Ini Dasar KPK Bisa Ajukan PK ke MA

Kuasa hukum Komjen Pol. Budi Gunawan saling bersalaman usai mengikuti jalannya sidang praperadilan pemohon Komjen Budi Gunawan di Pengadilan Negeri Jakarta Selatan, Senin (16/2). (Republika/Agung Supriyanto)
Foto: Republika/Agung Supriyanto
Kuasa hukum Komjen Pol. Budi Gunawan saling bersalaman usai mengikuti jalannya sidang praperadilan pemohon Komjen Budi Gunawan di Pengadilan Negeri Jakarta Selatan, Senin (16/2). (Republika/Agung Supriyanto)

REPUBLIKA.CO.ID, PADANG -- Akademisi dari Universitas Andalas (Unand) Padang, Sumatera Barat (Sumbar), Charles Simabura, SH.MH memberikan dukungan terhadap Komisi Pemberantas Korupsi (KPK), untuk mengajukan upaya Peninjauan Kembali (PK) terhadap putusan praperadilam Komjen Pol Budi Gunawan (BG).

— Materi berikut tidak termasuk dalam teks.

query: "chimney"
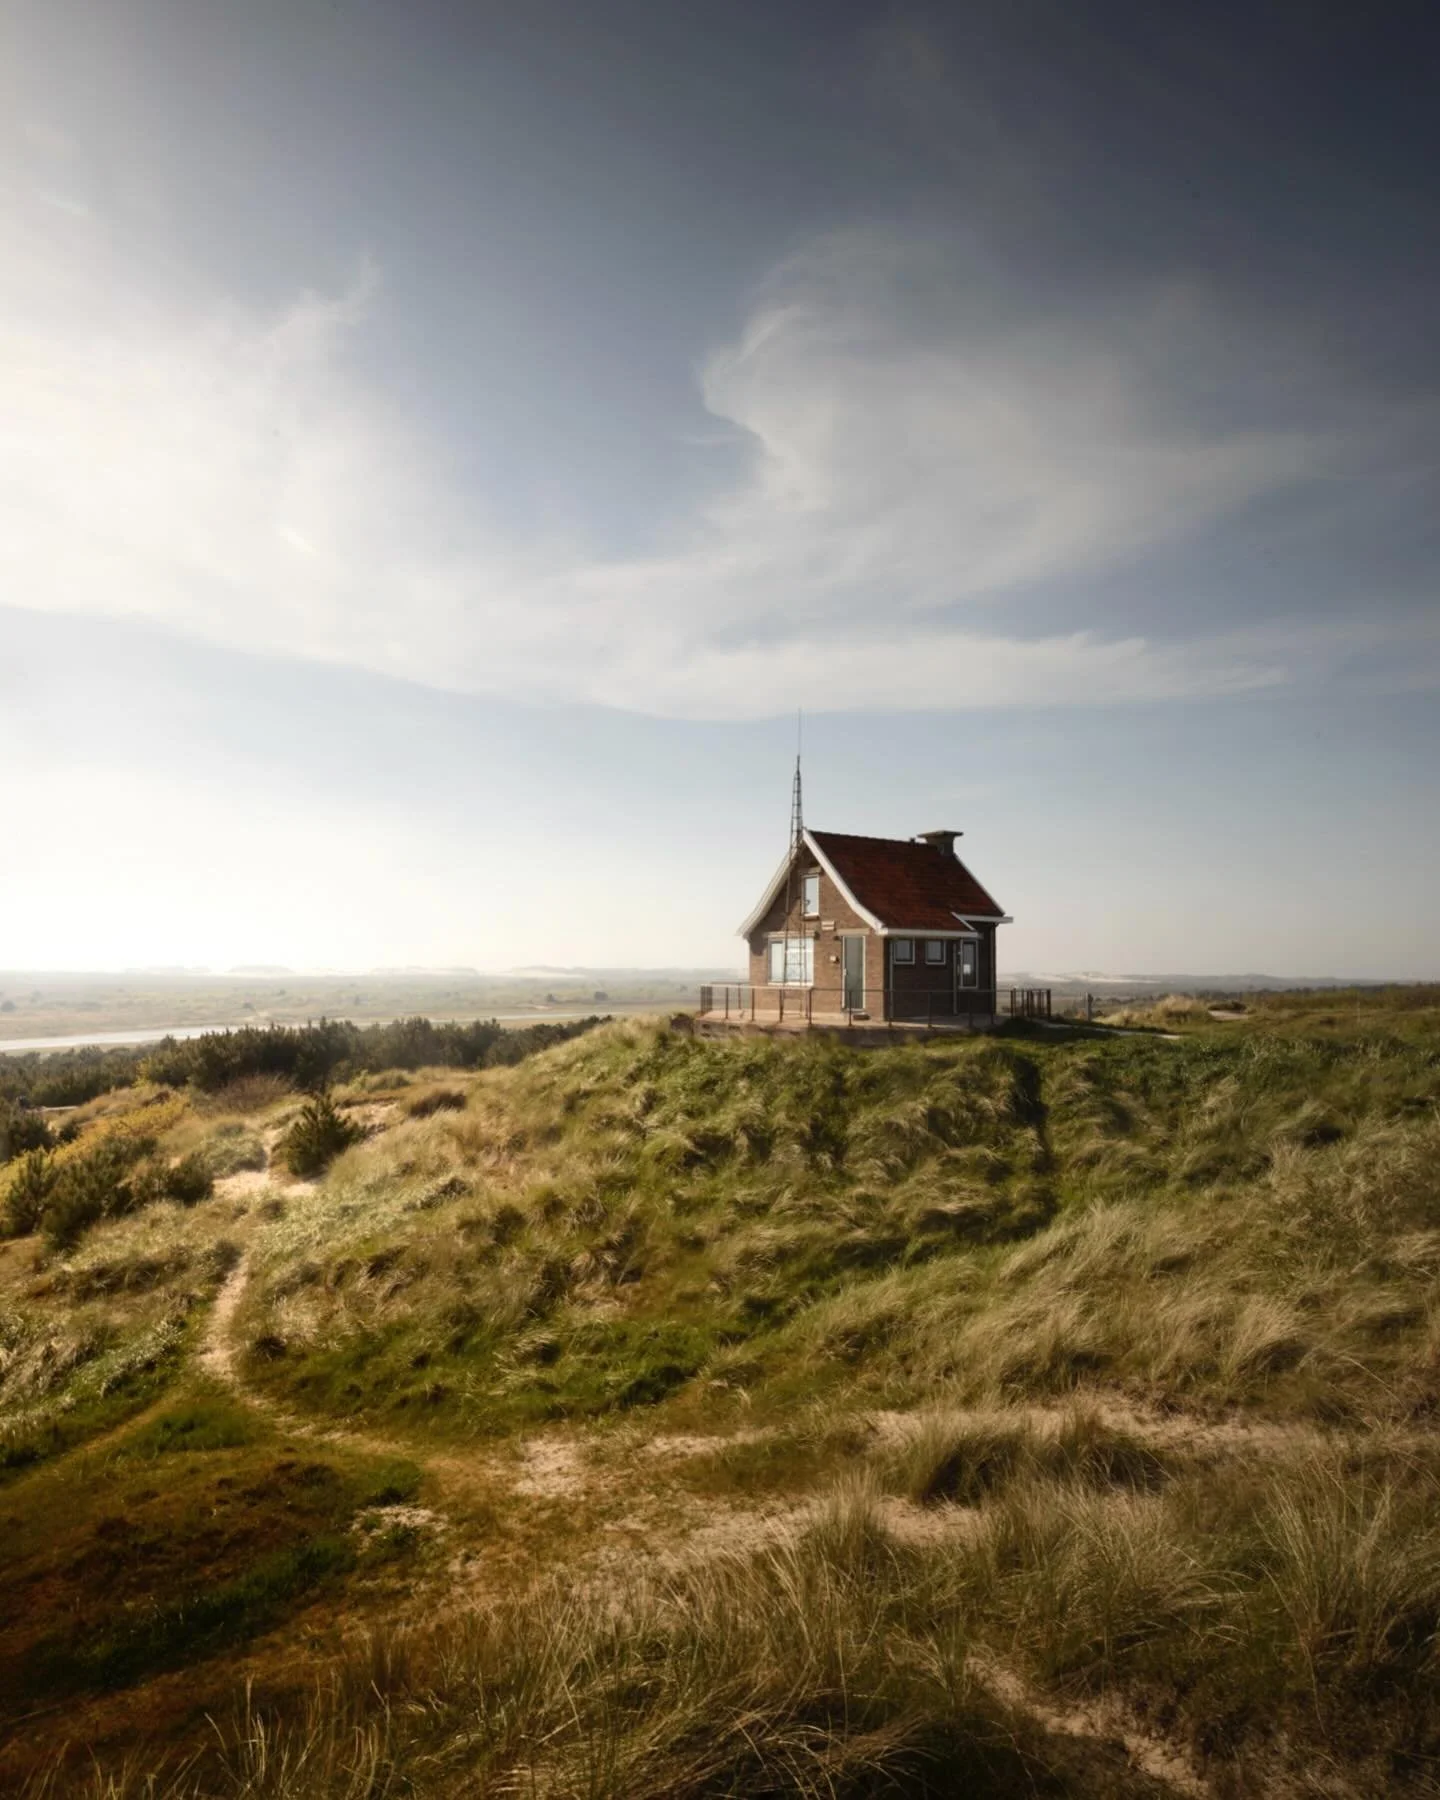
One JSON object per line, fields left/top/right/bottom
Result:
{"left": 917, "top": 829, "right": 962, "bottom": 857}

"Kami mendukung KPK untuk mengajukan PK terhadap putusan praperadilan," katanya dalam aksi keprihatinan Koalisi Masyarakat Sumbar (KMSB) yang digelar di depan Kantor Gubernur Sumbar Jalan Sudirman Padang, Senin malam (16/2).

Ia menambahkan dasar pengajuan PK adalah Surat Edaran Mahkamah Agung Nomor 4 Tahun 2014 tentang Pemberlakuan Rumusan Hukum Hasil Pleno Kamar Mahkamah Agung (MA) Tahun 2013 sebagai Pedoman Pelaksanaan Tugas Pengadilan.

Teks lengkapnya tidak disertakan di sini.